И: «кем ты проснешься?» Дело не только в том, что, в отличие от случая Нарцисса, завороженное созерцание России самым интимным образом связано с темой ее будущего, с ее непредсказуемым пробуждением или метаморфозой, но и в том, что созерцающая мысль и предмет созерцания существенно разделены.
Русские мыслители, говоря о России, говорят не о себе. Они говорят о России во втором лице («Ты») или в третьем («Oна») — и почти никогда в первом («Мы»). Я надеюсь показать в дальнейшем, каким образом создалась самая возможность такого отстраненного созерцания. Как писала молодая Ахматова:
И с любопытством иностранки...
<Я> слушала язык родной.
Эти стихи — не импрессионистская зарисовка минутного настроения, а в каком-то смысле историческая констатация. Так, «с любопытством иностранца», учится родному языку у московских просвирен Пушкин. В записках и дневниках для уточнения значения русского слова он пишет рядом с ним, в скобках, французское.
С такой страстной заинтересованностью вряд ли возможно относиться к себе самому: так можно относиться к другому, — но к такому другому, который несет в себе твою судьбу. Есть что-то особое в той силе связи, которую отдельный человек, оставаясь на родине или покидая ее, чувствовал между собственной судьбой и загадкой России.

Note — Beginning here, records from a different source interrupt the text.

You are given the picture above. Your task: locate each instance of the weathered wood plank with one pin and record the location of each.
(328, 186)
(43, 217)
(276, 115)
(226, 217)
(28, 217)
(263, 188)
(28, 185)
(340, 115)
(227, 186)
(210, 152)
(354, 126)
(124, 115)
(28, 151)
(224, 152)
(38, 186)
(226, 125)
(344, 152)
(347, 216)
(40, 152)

Философ Г. П. Федотов говорил о растительной природе русского человека, который теряет жизнеспособность, когда корни его вырывают из родной почвы. Федотов принадлежал первой волне русской эмиграции, к тем, кому пришлось покинуть Россию поневоле, — быть может, к последнему поколению русских, для которых этот закон растительной связи с почвой оставался неотменимым: русских, не обреченных на Россию.
Этот загадочный предмет вопрошания, Россия, меняет свой образ до противоположности в зависимости от точки зрения наблюдателя. «Святая Русь», страна особого духовного призвания, «родная Галилея», принявшая, как никакая другая, христианскую керигму смирения и неотмирной кротости — и «немытая Россия», безумная, дикая, беззаконная и бессмысленно лютая страна. Впрочем, и второй образ может быть предметом не обличения и покаяния, а любования — и внушать своего рода ницшеанскую любовь к судьбе, amor fati:
Да, и такой, моя Россия,
Ты всех краев дороже мне.
Стоит вспомнить страшные предсмертные слова Александра Блока о себе и о родине: «Чушка Россия сожрала своего поросенка». И это Блок, воспевший Русь как Деву и Жену, воплощение соловьевской Софии Премудрости Божией!
И невозможное возможно,
Дорога долгая легка,
Когда блеснет в дали дорожной
Мгновенный взор из-под платка.
Когда звенит тоской острожной
Глухая песня ямщика!..
Нарушать этот сон не следует, искать разгадок бесполезно — таков самый частый совет в этом разговоре с молчанием и безответностью.
Не поймет и не заметит
Гордый взор иноплеменный...
Движение царевича Елисея, разбившего хрустальный гроб, поцеловавшего и воскресившего Спящую Царевну, остается в области волшебной сказки.
Можно заметить, что в полярных образах возлюбленной и ненавистной России — и тем более, в ее постоянно двоящемся образе:
Ты и убогая, ты и обильная,
Ты и могучая, ты и бессильная, —
неизменным остается одно: настойчивая тема иррациональности, непостижимости и невыразимости:
Умом Россию не понять.
Именно здесь, в отношении к уму (рациональности) и всем формам его выражения (праву, социальной и экономической организации, формальной этике и т. п.) можно увидеть основное различие между двумя сложившимися в прошлом веке направлениями русской культуры: западничеством и славянофильством. Нужно заметить, что по инерции эти термины прилагаются к современной ситуации — и совершенно несправедливо: старые славянофилы не имели ничего общего с современным зоологическим национализмом и старые западники, как Александр Герцен, — с вульгарным и бессовестным «модернизмом» наших современников, публицистов и политических активистов. Спор между ними происходил внутри одного общества: хорошего общества. И если стенания о «России, которую мы потеряли», представляются мне и не совсем справедливыми и совсем безвкусными, то об этой потере можно говорить с прозаической точностью: хорошее общество мы явно потеряли. И трудно было бы его не потерять среди всего, что происходило в послереволюционные годы.